Mit Ecodesign zu weniger Produkten

Beim nachhaltigen Design, auch Ecodesign genannt, gehe es neben Herkunft und Recyclingfähigkeit der Materialien vor allem um die Langlebigkeit – “also, dass man ein Produkt leicht reparieren kann und es möglichst lange nutzt”, sagt Ingrid Krauß, wissenschaftliche Leiterin des Internationalen Design Zentrums Berlin (IDZ). “Und wenn man ein Produkt konzipiert, sollte man sich immer fragen: Braucht es überhaupt ein Produkt oder ist vielleicht ein Servicekonzept besser?”

Ein Beispiel für solch ein Servicekonzept sind etwa Mehrwegverpackungen für den Versandhandel: Statt in Einwegtaschen können Online-Shops ihre Ware in einer Mehrwegversandtasche losschicken.

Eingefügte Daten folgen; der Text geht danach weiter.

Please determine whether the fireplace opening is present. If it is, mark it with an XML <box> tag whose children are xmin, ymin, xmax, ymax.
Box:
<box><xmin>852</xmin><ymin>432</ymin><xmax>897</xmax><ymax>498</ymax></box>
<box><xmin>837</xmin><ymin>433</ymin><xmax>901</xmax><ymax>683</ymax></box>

Die Kunden können diese nach dem Auspacken kostenlos zurücksenden, die Verpackung wird dann gereinigt und bis zu 20 Mal wiederverwendet. 

Eine gelber Umschlag wird auf Briefgröße zusammengefaltet in einen Briefkasten geworfen

Gewannen den Bundespreis Ecodesign 2021: Mehrwegverpackungen für den Onlinehandel

Dabei fallen laut Angaben der Vertreiber im Vergleich zu herkömmlichen Versandverpackungen rund 80 Prozent weniger CO2 und mehr als 96 Prozent weniger Verpackungsmüll an. Wenn viele Onlinehändler solche Konzepte nutzten, würde viel Material und damit Müll gespart. Denn der globalen Versandhandel wächst rasant: So steigerten laut der UN-Konferenz für Handel und Entwicklung (UNCTAD) die 13 größten Online-Handelsplattformen der Welt ihren Umsatz im Jahr 2020 um mehr als 20 Prozent. 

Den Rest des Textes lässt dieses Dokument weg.